Safari Books Online is a digital library providing on-demand subscription access to thousands of learning resources.
This fourth and final part of Machine Learning in Action covers some additional tools that are commonly used in practice and can be applied to the material from the first three parts of the book. The tools cover dimensionality-reduction techniques, which you can use to preprocess the inputs before using any of the algorithms from the first three parts of this book. This part also covers map reduce, which is a technique for distributing jobs to thousands of machines.
Dimensionality reduction is the task of reducing the number of inputs you have; this can reduce noise and improve the performance of machine learning algorithms. chapter 13 is the first chapter on dimensionality reduction; we look at principal component analysis, an algorithm for realigning our data in the direction of the most variance. Chapter 14 is the second chapter on dimensionality reduction; we look at the singular value decomposition, which is a matrix factorization technique that you can use to approximate your original data and thereby reduce its dimensionality.

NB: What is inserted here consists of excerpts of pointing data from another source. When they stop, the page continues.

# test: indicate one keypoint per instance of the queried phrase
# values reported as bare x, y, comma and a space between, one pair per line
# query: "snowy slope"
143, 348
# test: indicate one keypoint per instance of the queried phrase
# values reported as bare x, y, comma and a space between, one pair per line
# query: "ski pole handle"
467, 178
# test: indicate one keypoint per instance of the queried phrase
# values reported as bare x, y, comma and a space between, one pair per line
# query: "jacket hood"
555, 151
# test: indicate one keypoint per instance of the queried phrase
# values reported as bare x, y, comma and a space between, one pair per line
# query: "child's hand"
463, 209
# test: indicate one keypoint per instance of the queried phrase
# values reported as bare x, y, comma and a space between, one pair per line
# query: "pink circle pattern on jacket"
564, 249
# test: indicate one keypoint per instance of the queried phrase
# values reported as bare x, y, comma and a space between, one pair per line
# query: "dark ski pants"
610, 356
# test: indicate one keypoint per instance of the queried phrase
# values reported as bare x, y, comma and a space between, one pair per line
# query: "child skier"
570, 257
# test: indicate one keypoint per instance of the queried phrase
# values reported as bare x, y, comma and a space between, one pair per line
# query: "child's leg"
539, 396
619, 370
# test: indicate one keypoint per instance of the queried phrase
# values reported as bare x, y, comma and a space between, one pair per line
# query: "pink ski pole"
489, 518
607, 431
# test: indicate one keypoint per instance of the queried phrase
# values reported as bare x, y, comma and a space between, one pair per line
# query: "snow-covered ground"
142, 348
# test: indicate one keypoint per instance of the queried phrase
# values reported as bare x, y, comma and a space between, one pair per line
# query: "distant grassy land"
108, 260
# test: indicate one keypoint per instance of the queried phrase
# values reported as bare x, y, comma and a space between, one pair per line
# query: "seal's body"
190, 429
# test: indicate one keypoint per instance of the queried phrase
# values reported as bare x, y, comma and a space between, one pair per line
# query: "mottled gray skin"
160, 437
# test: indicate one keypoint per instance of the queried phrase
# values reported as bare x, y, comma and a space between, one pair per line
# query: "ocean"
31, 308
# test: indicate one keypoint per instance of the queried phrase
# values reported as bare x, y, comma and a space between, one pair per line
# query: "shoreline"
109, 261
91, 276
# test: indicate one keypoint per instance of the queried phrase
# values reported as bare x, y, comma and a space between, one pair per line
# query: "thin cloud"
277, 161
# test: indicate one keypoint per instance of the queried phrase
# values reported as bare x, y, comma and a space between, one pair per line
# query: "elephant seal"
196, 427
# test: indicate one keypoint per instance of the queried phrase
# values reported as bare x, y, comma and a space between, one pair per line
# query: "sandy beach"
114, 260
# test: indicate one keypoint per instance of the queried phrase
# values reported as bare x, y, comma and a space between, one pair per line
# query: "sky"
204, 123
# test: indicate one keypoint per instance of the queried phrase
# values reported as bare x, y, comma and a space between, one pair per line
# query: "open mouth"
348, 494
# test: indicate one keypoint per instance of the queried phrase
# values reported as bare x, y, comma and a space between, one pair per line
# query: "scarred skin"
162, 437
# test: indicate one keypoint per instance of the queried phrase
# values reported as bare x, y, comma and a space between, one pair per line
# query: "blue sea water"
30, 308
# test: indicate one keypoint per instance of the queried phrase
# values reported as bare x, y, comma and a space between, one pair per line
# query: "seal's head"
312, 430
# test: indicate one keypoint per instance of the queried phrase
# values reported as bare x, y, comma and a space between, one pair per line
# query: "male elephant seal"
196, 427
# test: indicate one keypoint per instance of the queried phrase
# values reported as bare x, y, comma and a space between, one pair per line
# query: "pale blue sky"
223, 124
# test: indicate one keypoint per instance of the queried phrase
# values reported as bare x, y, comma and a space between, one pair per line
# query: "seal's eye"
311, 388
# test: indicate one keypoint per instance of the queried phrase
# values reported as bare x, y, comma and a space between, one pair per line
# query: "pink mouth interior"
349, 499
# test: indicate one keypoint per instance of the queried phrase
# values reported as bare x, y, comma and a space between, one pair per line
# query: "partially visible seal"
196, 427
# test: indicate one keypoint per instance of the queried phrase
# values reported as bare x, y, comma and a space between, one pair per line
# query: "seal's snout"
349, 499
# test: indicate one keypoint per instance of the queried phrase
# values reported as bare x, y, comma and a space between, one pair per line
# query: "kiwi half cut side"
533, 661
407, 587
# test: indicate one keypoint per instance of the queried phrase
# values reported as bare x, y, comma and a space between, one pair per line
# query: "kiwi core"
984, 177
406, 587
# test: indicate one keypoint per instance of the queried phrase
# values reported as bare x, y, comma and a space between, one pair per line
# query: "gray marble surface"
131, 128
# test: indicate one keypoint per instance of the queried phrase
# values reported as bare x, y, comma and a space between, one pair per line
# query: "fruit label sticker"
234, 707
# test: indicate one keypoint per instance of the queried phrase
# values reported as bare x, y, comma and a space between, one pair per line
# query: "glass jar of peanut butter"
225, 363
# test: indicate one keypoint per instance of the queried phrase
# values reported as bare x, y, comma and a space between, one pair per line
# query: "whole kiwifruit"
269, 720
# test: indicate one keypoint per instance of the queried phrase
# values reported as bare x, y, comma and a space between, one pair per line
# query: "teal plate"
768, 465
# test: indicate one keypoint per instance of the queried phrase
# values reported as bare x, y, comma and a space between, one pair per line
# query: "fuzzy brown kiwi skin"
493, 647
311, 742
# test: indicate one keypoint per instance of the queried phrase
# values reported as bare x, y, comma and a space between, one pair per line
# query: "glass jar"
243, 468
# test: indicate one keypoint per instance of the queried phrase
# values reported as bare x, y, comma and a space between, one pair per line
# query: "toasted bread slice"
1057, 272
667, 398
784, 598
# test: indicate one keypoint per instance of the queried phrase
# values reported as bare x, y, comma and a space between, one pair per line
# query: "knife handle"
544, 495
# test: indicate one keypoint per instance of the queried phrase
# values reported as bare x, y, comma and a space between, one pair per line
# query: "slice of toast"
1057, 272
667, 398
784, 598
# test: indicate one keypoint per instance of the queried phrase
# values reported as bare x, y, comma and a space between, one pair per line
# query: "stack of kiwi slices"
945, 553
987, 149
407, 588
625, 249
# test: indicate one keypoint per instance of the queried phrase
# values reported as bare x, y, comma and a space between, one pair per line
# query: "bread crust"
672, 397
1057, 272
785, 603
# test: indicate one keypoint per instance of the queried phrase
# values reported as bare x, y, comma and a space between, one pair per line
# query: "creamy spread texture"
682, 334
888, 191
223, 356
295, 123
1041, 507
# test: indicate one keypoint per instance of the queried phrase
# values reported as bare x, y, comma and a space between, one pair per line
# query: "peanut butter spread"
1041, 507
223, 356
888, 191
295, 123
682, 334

Chapter 15 is the final chapter in this book, and it discusses machine learning on big data. The term big data refers to datasets that are larger than the main memory of the machine you’re using. If you can’t fit the data in main memory, you’ll waste a lot of time moving data between memory and a disk. To avoid this, you can split a job into multiple segments, which can be performed in parallel on multiple machines. One popular method for doing this is map reduce, which breaks jobs into map tasks and reduce tasks. Some common tools for doing map reduce in Python are discussed in chapter 15, along with a discussion of how to break up machine learning algorithms to fit the map reduce paradigm.